DESCRIPTION (provided by applicant): Diffuse large B-cell lymphoma (DLBCL) is the most common and aggressive sub-type of non-Hodgkin lymphoma accounting for 30 to 40% of cases. Among DLBCLs the activated B-cell (ABC) subtype is the most resistant to the current standard of care and has the poorest prognosis with only a 35% 5-year survival rate. Identification of underlying genetic and functional abnormalities has provided compelling evidence that MALT1 is a critical effector enzyme of tumor growth and survival forming a critical node between the two major constitutively active NF-κB signaling pathways BCR and TLR. Importantly, the MALT1 protease activity in particular has been shown to be essential for survival of ABC-DLBCL cells suggesting that small molecule MALT1 inhibitors may be effective targeted therapy for this subtype of DLBCL. Furthermore, MALT1 is an attractive enzyme for ABC-DLBCL therapy as proteases are highly 'druggable' targets and MALT1-null animals are healthy aside from defects in B and T cell function suggesting that selective MALT1 inhibitors are tractable and unlikely to exert any significant deleterious effects in humans. We recently reported on MI-2, one of only two reported MALT1 inhibitor classes. MI-2 inhibits growth of ABC-DLBCL cell lines and xenografts dependent on MALT1 while exhibiting little to no effect on MALT independent cell lines. Furthermore, MI-2 inhibits the proliferation of primary human DLBCLs ex vivo and is non-toxic to mice. Overall our results lend considerable pharmacological validation of MALT1 as a therapeutic target in ABC-DLBCL. To further assess the potential of MALT1 as a target in ABC-DLBCL and the translational potential of our 'lead' series we propose to develop more potent and selective MALT1 inhibitors with improved pharmacokinetic properties and an acceptable in vitro safety profile. The developed inhibitors will be evaluated for efficacy against ABC-DLBCL in murine models and against primary human samples; top compounds will be further evaluated in a two-week rat toxicology experiment. A multi-disciplinary team has been assembled to perform the medicinal chemistry (Nathanael Gray and Sara Buhrlage, Dana-Farber Cancer Institute), biochemistry and structural biology (Hao Wu, Boston Children's Hospital), and cell biological and pharmacological models of DLBCL (Ari Melnick, Weill Cornell Medical College) required to pharmacologically interrogate MALT1 in ABC-DLBCL.

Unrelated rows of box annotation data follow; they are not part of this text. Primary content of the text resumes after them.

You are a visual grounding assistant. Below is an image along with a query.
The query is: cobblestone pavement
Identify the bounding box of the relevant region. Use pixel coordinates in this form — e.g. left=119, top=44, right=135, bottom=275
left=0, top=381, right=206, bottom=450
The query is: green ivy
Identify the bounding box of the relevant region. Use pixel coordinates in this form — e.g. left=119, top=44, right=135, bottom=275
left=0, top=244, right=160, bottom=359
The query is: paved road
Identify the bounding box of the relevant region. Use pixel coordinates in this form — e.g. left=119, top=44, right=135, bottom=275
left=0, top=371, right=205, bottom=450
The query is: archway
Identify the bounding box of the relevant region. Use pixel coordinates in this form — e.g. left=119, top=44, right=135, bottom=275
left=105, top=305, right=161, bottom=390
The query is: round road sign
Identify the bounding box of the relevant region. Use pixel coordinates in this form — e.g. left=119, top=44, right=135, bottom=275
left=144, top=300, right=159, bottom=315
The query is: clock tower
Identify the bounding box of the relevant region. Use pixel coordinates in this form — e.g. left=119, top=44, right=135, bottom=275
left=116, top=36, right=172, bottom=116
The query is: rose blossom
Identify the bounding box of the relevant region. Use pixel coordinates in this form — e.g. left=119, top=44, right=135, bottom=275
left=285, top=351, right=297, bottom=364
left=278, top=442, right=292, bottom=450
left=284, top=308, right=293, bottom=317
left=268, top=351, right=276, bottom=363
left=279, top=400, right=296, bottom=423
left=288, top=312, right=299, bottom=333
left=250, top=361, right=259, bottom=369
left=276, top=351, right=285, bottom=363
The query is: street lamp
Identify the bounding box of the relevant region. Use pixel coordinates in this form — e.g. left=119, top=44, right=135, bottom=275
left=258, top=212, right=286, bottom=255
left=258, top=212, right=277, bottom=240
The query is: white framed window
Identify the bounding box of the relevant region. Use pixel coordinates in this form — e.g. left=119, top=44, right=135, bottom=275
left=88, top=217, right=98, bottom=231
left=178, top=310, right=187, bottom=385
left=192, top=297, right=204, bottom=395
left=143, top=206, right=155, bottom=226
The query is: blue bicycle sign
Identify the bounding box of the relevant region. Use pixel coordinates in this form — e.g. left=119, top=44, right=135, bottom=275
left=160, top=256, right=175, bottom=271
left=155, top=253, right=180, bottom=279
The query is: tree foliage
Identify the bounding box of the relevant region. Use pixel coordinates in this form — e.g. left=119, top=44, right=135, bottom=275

描述（由申请人提供）：弥漫性大 B 细胞淋巴瘤 (DLBCL) 是非霍奇金淋巴瘤最常见且最具侵袭性的亚型，占 DLBCL 中活化 B 细胞 (ABC) 亚型病例的 30% 至 40%。对当前护理标准的抵抗力最强，预后最差，5 年生存率仅为 35%，可识别潜在的遗传和功能异常。令人信服的证据表明，MALT1 是肿瘤生长和存活的关键效应酶，在两个主要的组成型活性 NF-κB 信号通路 BCR 和 TLR 之间形成关键节点。重要的是，MALT1 蛋白酶活性尤其已被证明对于肿瘤的存活至关重要。 ABC-DLBCL 细胞表明小分子 MALT1 抑制剂可能是这种 DLBCL 亚型的有效靶向治疗。此外，与蛋白酶一样，MALT1 是 ABC-DLBCL 治疗中有吸引力的酶。高度“可成药”的靶标和 MALT1 缺失的动物除了 B 细胞和 T 细胞功能缺陷外都是健康的，这表明选择性 MALT1 抑制剂易于处理，不太可能对人类产生任何显着的有害影响。我们最近报道了 MI-2，这是唯一的一种。两种已报道的 MALT1 抑制剂类别。MI-2 抑制依赖于 MALT1 的 ABC-DLBCL 细胞系和异种移植物的生长，而对不依赖于 MALT 的细胞系几乎没有影响。此外，MI-2 还抑制增殖。总体而言，我们的结果对 MALT1 作为 ABC-DLBCL 的治疗靶点进行了相当多的药理学验证，以进一步评估 MALT1 作为 ABC-DLBCL 靶点的潜力和转化潜力。在我们的“主导”系列中，我们建议开发更有效、更具选择性的 MALT1 抑制剂，这些抑制剂具有改善的药代动力学特性和可接受的体外安全性，将在小鼠模型中评估其对 ABC-DLBCL 和原发性淋巴瘤的疗效。人类样本；顶级化合物将在为期两周的大鼠毒理学实验中进行进一步评估，以进行药物化学（Nathanel Gray 和 Sara Buhrlage，Dana-Farber 癌症研究所）、生物化学和结构生物学（吴浩（波士顿儿童医院））和 DLBCL 细胞生物学和药理学模型（Ari Melnick，威尔康奈尔医学院）需要对 ABC-DLBCL 中的 MALT1 进行药理学研究。